L'emmerdeur, ce fameux film avec Jacques Brel et Lino Ventura. Celui qui s'accroche à vos basques pour vous parasiter la vie et ce, depuis la cour de l'école primaire, que dis-je ? De la crèche. On a plus d'emmerdeurs que d'anges gardiens dans la vie, c'est ainsi. Et surtout ils sont plus voyants car vociférants. Ce sont des empêcheurs à vivre qui hurlent plus fort que des sirènes de pompiers. Sans grâce car sans intelligence. Les anges gardiens plus lointains, sont préférables, moins bruyants. Remarquez bien que l'emmerdeur est fidèle comme une crotte de chien sur votre semelle dont vous n'arrivez pas à vous dépêtrer et qui rend votre démarche absurde tout à coup, vous l'albatros du trottoir.  Eh oui ! Dans emmerdeur, il y a « merde » et emmerdement et toute une famille de mots comme ça qui sont faits pour vous pourrir la vie.
Hugh Jackman est poursuivi par un fan  alors qu'il fait son jogging.
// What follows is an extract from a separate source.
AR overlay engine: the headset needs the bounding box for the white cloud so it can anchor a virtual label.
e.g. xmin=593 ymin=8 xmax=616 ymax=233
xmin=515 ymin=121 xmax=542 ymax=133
Les « people » ont comme ça un tas de mouches qui se retournent sur eux et qui frétillent comme un banc de poissons ou une nuée d'abeilles. Des petits rois soleil au centre d'une galaxie molle de courtisans affublés de stylos, d'appareils photos, des questions. Remarquez bien qu'aussi on est tous plus ou moins comme ça à se retourner vers quelqu'un de connu (ou un sosie, souvent) quitte à marcher sur...une merde.